For those of you who think you know what I mean by that, you don't.
What makes Ireland right is not the outcome of the vote, but that they took a vote of millions of people and not the backdoor shortcut of settling on 5 out of 9 judges to ram something down the throats of millions Without asking or allowing the 'governed' the right to have their say.
Libertarian.
Lots of people like to call it state's rights, but the principle is deeper than states, it means change should always be bottom up and not top down.
It's a harder road, a tougher path, but it's bathed in sunshine and not nearly so offensive. Now, some will be offended by my use of 'offensive' but I assure you that whatever side of the line you stand on, someone is offended. Just as some are offended by having to make wedding cakes, others are offended when the bakery turns them away.
It is one thing when five out of nine say "we unelected few have just rewritten the constitution by 'finding something' that nobody saw for hundreds of years'; that is a bitter and contentious pill for millions to be forced to swallow, and is more likely than not to fuel anger and rage against gays than to forward any good. BUT, when millions of your own countrymen, your neighbors, your cousins and uncles, cast their voice into the official record and the only poll that really matters, then there is no where to hide.
It is one thing when your teacher tells you Santa is not real, but something else entirely when everyone in your class says the same thing.
Before Ireland cast the vote, the only thing that was a certainty was that whoever lost would be offended by the results.
But there was something else that they knew before the votes were cast. They knew that if it was a landslide, that the losers could Not blame some unaccountable judge or a hundred tricky politicians, but that whatever the result, it would be the will of the governed.
The will of the people.
Libertarianism. It's another word for bottom up in a world of politicians that always think top down.

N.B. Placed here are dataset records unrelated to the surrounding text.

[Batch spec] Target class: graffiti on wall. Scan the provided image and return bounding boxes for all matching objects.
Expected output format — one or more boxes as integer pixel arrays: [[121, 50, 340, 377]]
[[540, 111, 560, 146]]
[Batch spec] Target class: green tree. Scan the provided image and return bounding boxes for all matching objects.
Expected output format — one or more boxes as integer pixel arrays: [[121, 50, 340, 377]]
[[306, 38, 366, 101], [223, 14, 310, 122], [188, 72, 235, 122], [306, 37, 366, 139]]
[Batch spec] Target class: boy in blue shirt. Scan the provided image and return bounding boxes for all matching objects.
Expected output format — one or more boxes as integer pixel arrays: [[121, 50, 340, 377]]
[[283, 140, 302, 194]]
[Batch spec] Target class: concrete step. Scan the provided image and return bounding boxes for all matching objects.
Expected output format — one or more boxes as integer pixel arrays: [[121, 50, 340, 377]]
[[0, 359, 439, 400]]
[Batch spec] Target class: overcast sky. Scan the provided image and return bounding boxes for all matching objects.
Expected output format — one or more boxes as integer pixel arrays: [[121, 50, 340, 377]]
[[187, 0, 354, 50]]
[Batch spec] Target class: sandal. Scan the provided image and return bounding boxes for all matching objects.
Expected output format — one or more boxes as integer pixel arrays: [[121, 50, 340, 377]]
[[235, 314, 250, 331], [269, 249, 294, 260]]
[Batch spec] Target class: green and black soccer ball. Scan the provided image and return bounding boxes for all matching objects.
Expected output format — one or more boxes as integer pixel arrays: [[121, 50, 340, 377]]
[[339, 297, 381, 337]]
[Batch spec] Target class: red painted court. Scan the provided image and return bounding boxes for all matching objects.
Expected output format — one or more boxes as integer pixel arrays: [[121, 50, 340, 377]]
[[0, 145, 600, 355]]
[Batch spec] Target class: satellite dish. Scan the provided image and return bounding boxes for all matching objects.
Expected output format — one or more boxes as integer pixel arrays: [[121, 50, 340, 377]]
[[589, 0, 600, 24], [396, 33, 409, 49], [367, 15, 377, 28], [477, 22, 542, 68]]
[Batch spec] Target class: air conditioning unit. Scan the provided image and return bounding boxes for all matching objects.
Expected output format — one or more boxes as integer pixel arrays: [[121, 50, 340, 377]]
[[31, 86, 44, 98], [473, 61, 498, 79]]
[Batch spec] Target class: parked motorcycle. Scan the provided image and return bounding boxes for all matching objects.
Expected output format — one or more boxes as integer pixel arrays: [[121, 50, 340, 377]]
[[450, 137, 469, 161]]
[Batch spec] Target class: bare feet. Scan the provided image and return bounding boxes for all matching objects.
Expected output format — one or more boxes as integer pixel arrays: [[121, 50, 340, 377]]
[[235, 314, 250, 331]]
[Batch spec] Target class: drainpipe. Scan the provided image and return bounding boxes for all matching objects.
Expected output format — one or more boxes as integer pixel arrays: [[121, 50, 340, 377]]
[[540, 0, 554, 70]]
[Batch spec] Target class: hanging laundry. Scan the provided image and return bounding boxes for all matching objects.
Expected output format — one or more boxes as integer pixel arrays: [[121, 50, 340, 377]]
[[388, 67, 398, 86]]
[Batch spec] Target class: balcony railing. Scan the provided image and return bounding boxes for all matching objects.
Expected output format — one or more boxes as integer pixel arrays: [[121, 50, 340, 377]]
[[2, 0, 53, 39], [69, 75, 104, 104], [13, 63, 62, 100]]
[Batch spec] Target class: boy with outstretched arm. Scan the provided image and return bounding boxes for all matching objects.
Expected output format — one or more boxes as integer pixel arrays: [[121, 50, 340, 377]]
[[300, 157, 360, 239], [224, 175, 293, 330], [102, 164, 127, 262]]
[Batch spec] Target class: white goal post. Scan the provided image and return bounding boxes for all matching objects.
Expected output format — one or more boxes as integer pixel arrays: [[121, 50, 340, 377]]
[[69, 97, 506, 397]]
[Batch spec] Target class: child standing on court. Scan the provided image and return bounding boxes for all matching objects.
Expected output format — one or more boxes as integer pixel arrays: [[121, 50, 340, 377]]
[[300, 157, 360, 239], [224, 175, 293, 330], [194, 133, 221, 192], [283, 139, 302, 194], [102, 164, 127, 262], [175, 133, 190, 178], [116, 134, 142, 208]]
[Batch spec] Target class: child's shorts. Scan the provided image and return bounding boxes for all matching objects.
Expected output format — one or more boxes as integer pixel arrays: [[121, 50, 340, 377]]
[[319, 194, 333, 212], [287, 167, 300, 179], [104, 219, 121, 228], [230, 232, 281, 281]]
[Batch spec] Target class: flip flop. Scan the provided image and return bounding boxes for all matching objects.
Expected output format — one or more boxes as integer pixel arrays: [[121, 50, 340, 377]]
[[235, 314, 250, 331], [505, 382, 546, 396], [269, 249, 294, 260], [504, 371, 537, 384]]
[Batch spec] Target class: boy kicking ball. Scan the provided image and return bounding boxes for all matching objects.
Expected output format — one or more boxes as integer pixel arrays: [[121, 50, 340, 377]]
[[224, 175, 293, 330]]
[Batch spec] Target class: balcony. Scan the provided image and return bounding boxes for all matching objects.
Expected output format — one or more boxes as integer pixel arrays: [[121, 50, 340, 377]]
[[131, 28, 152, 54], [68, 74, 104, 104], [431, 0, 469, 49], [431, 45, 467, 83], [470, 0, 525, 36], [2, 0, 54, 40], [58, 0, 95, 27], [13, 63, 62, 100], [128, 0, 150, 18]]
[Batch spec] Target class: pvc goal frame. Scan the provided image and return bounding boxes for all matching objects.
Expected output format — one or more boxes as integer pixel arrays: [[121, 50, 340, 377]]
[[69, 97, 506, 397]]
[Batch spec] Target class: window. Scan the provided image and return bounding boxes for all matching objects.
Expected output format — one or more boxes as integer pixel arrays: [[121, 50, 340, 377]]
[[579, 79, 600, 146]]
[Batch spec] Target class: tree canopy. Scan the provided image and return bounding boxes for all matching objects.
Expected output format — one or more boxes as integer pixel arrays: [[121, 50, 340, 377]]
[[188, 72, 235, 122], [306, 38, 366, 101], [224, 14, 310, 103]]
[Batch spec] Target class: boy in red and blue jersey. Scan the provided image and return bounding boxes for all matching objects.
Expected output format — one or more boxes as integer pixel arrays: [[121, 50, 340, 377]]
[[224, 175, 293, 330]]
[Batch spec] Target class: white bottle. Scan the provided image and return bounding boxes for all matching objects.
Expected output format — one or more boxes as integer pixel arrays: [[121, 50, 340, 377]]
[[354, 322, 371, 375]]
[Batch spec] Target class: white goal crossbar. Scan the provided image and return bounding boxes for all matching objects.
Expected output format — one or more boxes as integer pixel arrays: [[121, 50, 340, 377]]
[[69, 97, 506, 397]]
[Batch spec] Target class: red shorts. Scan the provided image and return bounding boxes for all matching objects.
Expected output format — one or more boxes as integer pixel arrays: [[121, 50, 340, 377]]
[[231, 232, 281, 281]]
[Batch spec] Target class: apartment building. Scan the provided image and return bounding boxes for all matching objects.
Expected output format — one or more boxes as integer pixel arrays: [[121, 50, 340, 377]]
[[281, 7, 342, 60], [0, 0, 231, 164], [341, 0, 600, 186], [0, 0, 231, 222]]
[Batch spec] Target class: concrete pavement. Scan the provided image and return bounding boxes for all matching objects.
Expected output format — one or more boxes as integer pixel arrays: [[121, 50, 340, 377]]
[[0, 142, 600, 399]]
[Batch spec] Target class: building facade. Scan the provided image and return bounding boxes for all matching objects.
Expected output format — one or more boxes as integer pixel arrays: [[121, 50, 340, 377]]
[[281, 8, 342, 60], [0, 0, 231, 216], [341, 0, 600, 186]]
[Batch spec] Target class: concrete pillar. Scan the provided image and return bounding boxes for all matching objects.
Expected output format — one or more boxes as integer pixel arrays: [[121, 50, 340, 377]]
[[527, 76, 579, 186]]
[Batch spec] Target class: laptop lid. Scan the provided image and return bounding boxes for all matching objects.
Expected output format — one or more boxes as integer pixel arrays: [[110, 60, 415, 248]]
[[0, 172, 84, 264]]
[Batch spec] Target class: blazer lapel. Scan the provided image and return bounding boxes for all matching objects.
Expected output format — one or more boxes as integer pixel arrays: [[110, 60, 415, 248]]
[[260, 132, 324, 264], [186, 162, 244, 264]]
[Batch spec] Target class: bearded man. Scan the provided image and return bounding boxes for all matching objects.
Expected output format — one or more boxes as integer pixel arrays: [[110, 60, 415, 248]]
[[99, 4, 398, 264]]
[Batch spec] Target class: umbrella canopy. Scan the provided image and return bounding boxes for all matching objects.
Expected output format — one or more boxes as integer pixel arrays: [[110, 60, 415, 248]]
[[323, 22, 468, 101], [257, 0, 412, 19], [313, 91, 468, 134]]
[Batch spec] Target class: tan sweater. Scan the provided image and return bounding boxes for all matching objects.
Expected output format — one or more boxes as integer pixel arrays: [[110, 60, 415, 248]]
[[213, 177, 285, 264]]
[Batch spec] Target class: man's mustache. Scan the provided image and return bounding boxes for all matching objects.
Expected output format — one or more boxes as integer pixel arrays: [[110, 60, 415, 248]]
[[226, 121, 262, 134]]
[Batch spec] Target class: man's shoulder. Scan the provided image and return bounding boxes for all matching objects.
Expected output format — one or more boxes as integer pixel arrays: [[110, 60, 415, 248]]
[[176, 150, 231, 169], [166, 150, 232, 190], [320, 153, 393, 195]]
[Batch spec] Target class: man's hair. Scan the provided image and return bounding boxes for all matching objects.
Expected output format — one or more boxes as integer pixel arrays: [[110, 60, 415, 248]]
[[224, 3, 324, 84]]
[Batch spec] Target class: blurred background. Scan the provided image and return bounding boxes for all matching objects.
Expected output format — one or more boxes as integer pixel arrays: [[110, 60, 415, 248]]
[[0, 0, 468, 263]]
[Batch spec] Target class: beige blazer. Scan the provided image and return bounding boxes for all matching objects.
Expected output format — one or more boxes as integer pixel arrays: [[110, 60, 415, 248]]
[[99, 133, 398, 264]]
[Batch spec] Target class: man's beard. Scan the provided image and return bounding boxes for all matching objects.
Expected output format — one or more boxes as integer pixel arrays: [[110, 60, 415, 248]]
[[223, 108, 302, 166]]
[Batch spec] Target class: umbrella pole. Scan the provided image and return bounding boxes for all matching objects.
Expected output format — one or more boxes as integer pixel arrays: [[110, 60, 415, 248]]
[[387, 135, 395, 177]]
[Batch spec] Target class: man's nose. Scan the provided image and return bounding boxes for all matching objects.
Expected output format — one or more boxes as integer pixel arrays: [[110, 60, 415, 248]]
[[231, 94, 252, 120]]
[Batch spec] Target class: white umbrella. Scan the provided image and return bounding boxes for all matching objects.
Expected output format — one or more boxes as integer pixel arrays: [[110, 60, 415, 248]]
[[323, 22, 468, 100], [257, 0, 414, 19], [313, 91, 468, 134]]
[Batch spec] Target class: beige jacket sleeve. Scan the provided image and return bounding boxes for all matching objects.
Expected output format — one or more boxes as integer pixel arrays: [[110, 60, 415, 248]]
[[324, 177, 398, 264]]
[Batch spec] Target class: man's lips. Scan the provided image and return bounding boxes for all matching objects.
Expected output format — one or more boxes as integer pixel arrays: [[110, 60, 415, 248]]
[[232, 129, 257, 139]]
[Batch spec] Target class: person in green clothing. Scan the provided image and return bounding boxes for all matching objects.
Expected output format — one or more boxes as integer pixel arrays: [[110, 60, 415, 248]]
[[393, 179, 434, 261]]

It doesn't matter if I agree or disagree with the outcome, so long as it is so loudly the will of the governed, and not the will of the elected few or the unelected 9.
I hope the activists in America see this for what it is, an example of the right way to do something.
It isn't the easy path, but giving women the vote didn't come from a 5-4 decision, it came from a constitutional amendment. If you want acceptance from the masses, you have to get it from the masses, you can't force the masses to accept it or else.
And that's not easy.
It's hard.
And it should always be hard.
Ireland did it the right way.
They convinced the people to accept it, and they voted that way.